Quand Philip K. Dick publie, en 1968 (deux ans après ma naissance et l’année de sortie sur les écrans de 2001 : l’odyssée de l’espace de Stanley Kubrick) son roman Do Androids Dream of Electric Sheep ?, il situe l’intrigue en 1992, soit 24 ans plus tard. Quand Ridley Scott sort sur les écrans Blade Runner, à l’été 1982 (trois mois après la mort de Dick à l’âge de 53 ans des suites d’un accident vasculaire cérébral), l’action se situe en 2019. Nous y sommes presque. Et donc, cette année vient de sortir Blade Runner 2049, qui, comme son nom l’indique, se passe au milieu du 21ème siècle.

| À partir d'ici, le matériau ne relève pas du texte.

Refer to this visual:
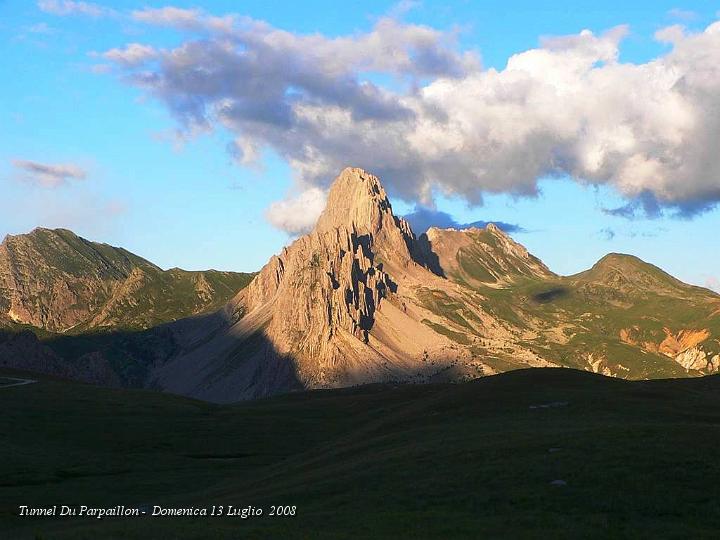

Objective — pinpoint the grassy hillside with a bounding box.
[0,228,254,334]
[0,369,720,540]
[420,247,720,379]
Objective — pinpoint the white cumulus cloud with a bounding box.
[98,8,720,232]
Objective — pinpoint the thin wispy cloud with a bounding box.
[12,159,87,188]
[667,8,698,22]
[37,0,116,17]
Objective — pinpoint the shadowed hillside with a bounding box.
[0,369,720,540]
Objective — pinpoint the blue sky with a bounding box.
[0,0,720,292]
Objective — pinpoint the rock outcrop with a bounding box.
[157,168,467,400]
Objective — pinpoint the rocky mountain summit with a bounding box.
[0,168,720,402]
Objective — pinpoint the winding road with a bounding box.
[0,377,37,390]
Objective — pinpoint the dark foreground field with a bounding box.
[0,369,720,539]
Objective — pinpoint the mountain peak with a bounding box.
[317,167,394,232]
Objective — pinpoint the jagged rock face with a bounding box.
[234,169,444,386]
[0,228,251,332]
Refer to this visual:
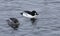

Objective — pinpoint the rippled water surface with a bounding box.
[0,0,60,36]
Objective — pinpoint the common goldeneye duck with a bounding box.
[7,18,20,30]
[21,10,39,18]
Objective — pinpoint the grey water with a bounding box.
[0,0,60,36]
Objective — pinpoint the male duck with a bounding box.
[20,10,38,18]
[7,18,20,30]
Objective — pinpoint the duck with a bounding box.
[6,18,20,30]
[20,10,39,18]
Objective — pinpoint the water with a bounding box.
[0,0,60,36]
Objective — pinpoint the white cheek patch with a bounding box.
[23,13,36,18]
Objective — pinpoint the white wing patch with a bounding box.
[23,13,37,18]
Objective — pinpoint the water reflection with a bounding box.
[30,18,37,24]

Si oncle Kim et oncle Donald — les jumeaux tarés qu’aucun romancier n’aurait osé imaginer — n’ont pas l’occasion de régler la question du réchauffement climatique une fois pour toutes d’ici-là, 2049 devrait correspondre à la fin de ma vie, en tout cas aux dernières années de celle-ci, comme la publication du roman de Dick en marquait le début.
Harrison Ford comme incarnation du temps qui passe
Autant dire que Blade Runner, si l’on englobe dans ce terme le roman (réédité depuis sous ce titre) et les deux films de Ridley Scott et Denis Villeneuve, est au moins autant une réflexion sur le temps que sur l’identité et l’humanité. Revoir Harrison Ford, qui fait de plus en plus ses 75 ans, est touchant et provoque inévitablement un sentiment de nostalgie. Pour l’anecdote, ses débuts au cinéma datent de 1966…

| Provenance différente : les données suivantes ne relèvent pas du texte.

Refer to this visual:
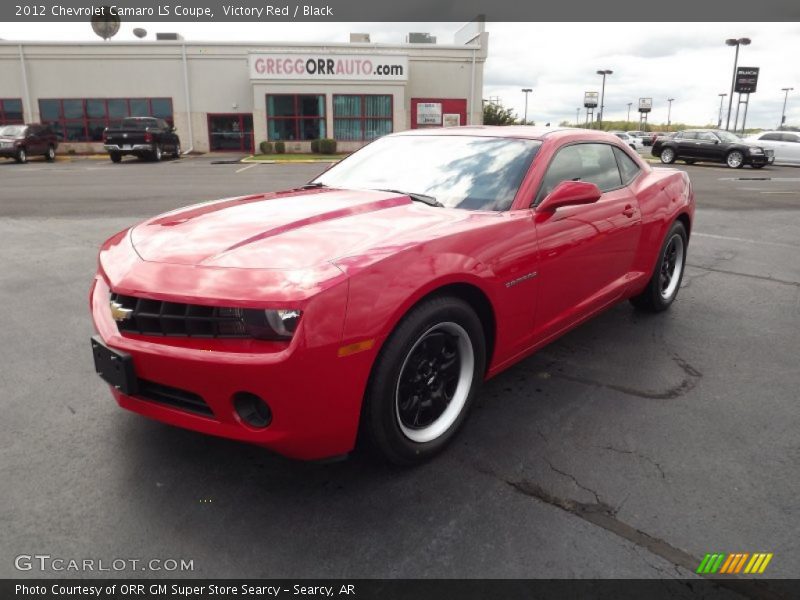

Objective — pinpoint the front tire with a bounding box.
[725,150,744,169]
[362,296,486,465]
[631,221,689,312]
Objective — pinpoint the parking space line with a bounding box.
[692,232,800,249]
[235,163,258,173]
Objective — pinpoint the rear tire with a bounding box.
[725,150,744,169]
[631,221,689,312]
[361,296,486,465]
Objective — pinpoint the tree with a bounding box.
[483,102,517,125]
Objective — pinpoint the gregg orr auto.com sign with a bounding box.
[250,53,408,81]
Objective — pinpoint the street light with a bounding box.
[778,88,794,129]
[725,38,751,131]
[597,69,614,129]
[717,94,728,129]
[522,88,533,125]
[667,98,675,131]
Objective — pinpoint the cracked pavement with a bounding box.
[0,158,800,584]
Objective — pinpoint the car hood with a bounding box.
[131,188,470,269]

Revenons-en au film. Je ne dévoilerai évidemment pas l’intrigue, si tant est que j’en sois capable. Si vous l’avez vu et que vous n’avez pas tout compris, allez donc lire l’analyse fouillée de Christopher Guyon sur Oblikon.net, vous devriez y trouver votre bonheur. La patte de Denis Villeneuve, l’auteur de Enemy, Sicario ou plus récemment Premier Contact, est immédiatement reconnaissable. Le Canadien est l’un des rares, aujourd’hui, avec sans doute Christopher Nolan, à avoir une signature esthétique aussi forte.
Les premières minutes du film sont une pure splendeur, avec des vues aériennes de la Californie de 2049 définitivement stérile, une surface morte quadrillée de bâtiments ressemblant à un circuit imprimé géant, et où un arbre mort soutenu par des haubans est le seul vestige d’une nature disparue.
Personne ne dépeint mieux que ça un futur dévasté
Comme dans Premier Contact, c’est la richesse infinie de la photographie et la profondeur de l’ambiance sonore qui définissent le style Villeneuve. Tout ce que laissait augurer la splendide bande-annonce est au rendez-vous. La froideur minérale de Los Angeles, des champs photovoltaïques qui couvrent l’horizon, les paysages rouges et quasi-Martiens de Las Vegas, une hallucinante décharge à ciel ouvert à San Diego (on pense alors à Wall-E) et cette pluie incessante qui vire parfois à la neige : personne ne dépeint mieux que ça un futur dévasté. Blade Runner 2049 se regarde comme une œuvre d’art animée, c’est sa gloire et sa limite.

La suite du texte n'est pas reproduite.